Pressure profile separation of phenolic liquid compounds from cashew (Anacardium occidentale) shell with supercritical carbon dioxide and aspects of its phase equilibria

Cashew nut shell liquid (CNSL) can be separated from fragmented honeycombed cashew shell material without employing thermal techniques with a pressure profile method that uses supercritical carbon dioxide as solvent. In the method, materials are contacted with CO2 at elevated pressure (ca. 30 MPa) for a given period of time (ca. 1 h) and then pressure is released before the separation process is begun. Using the method, extraction yields of CNSL of up to 10 times those obtained by usual supercritical fluid extraction were achieved. The CNSL obtained was clear with a yellow-light brown color. Analysis with liquid chromatography of the extracts contained approximately 50 mol% anacardic acids, 29 mol% cardols, and 21 mol% cardanols including mono-, di-, and tri-ene constituents. Phase equilibrium data of the extracted CNSL with CO2 were measured at temperatures from 25 to 98 °C, at pressures from 1.7 to 11 MPa, and at CO2 weight fractions from 0.0329 to 0.1139. Liquid–liquid–vapor equilibria occurs and the CO2–CNSL system has an upper critical end point at 31.13 °C and 7.402 MPa. Liquid–vapor equilibrium data were used to develop a model for describing the solubility of the CO2 in the CNSL phase. Based on calculations with the model, it was found that the temperature has different effects on the solubility depending on the pressure. At low pressures (<ca. 12 MPa), increasing temperature results in a decrease in CO2 solubility in the CNSL phase.
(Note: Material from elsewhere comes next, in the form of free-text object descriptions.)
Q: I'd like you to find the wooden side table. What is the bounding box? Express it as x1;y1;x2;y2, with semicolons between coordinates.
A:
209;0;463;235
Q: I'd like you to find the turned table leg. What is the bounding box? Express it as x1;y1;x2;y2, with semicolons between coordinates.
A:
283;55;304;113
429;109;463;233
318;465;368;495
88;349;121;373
At pressures higher than 20 MPa, increasing temperature results in an increase in CO2 solubility in the CNSL phase. Conditions that resulted in higher CO2 solubilities in the CNSL gave high extraction yields. The extraction mechanism of pressure profile method seems to occur by (i) penetration of the CO2 through the shell material, (ii) dissolution of the CO2 into the CNSL, (iii) expansion and rupture of the shell matrix due to depressurization that increases mass transfer and phase contact area.